Reading the newest installment in Diana Gabaldon's Outlander series has given me the push to really mold my characters, to give them a soul. Diana writes in the first person just like I do. She let's us see into the heart of her characters and that is exactly what I want to emulate. In fact I also believe Mary Renault wrote in the first person too. (Don't quote me yet, I am going to have to go check this out but it feels right.) Mary Renault is my hero when it comes to ancient historical fiction. She wrote about Alexander and she nailed it. She is truly one of the greats.

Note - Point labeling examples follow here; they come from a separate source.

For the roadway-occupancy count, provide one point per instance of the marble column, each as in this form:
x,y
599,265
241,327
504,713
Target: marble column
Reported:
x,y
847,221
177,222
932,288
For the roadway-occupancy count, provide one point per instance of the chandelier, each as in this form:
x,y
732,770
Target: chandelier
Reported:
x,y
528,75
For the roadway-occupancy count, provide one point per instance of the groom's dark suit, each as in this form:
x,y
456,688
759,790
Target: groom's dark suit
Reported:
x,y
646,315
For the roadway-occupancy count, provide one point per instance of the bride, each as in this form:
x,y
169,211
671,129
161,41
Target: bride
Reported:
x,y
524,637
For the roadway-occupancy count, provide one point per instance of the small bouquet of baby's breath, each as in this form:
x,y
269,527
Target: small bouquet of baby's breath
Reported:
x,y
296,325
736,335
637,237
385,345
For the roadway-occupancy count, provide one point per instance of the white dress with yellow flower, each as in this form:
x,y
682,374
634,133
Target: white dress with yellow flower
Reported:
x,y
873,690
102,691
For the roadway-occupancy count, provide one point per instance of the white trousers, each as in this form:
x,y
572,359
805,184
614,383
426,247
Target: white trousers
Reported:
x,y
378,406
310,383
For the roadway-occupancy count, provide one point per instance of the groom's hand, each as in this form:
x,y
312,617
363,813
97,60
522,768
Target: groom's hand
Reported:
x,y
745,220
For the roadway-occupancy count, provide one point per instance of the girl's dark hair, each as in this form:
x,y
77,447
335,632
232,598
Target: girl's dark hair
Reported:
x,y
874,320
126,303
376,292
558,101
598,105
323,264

So I have decided to give my characters their own individual inner voice which will give them their own individual soul. Besides it just might help me learn to edit my inner voice, I'm tired of listening to myself think about laundry and vacuuming, I want to ponder world peace and grapple with the angst of love and life and death. Which brings me to my question today, do you have an interesting inner voice or do hide yours because it's dull and boring and if so how?

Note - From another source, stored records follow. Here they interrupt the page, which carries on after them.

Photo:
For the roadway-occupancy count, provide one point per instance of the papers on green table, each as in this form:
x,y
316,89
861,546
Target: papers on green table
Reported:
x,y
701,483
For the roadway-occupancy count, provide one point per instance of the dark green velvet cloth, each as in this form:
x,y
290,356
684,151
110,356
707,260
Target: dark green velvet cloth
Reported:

Thursday, February 25, 2010

Sappy Movies That I Love


I just finished watching Sabrina, the new version with Harrison Ford not the original with Humphrey Bogart. Both versions are wonderful but the one with Harrison Fords hits closer to home (because I have the hots for him!). Older man falls for younger woman is an age old love story. There are other equally popular old love stories but this one is my favorite.
I don't watch many romance based movies, maybe because my romantic life has been less than perfect so watching someone else (albeit fantasy) find true love and eternal happiness is difficult to take. But, every once in a while I just have to have a good cry so I rent a DVD or find it on the TV and sit down with a box of Kleenex and sob my heart out over lost love and love never realized.
So, are you curious about the other movies I love? OK, they are Casablanca (Bogart & Bergman at her teary best!), Dirty Dancing (I like this one better than Ghost!), The Philadelphia Story (Love Hepburn and Grant!), Moonstruck (Cher and Cage!), Working Girl, Somewhere In Time (Christopher Reeve tear jerker!), Bull Durham (oh boy Costner is just dreamy in this one! Slow wet kisses that last all day, yum.), The Ghost and Mrs. Muir (the ending is a real tear jerker, she dies and is united with her love! Ah.). That's the list. Of course there are a few marginal ones I like but these are the ones I would fight for the remote to watch.
That brings me to written romances, especially since I'm writing one of my own. I think just about every one will put Gone With the Wind on top of their list, not me. I am more apt to read romances like Diana Gabaldon's Outlander series or maybe something from Barbara Erskine who wrote The Lady of Hay and Joyce Verrette's Egyptian romances.
So it comes back to my writing, always does you know, will my book live up to what has come before it? I hope so, I intend for it to, OK, I know it will. Wish me luck!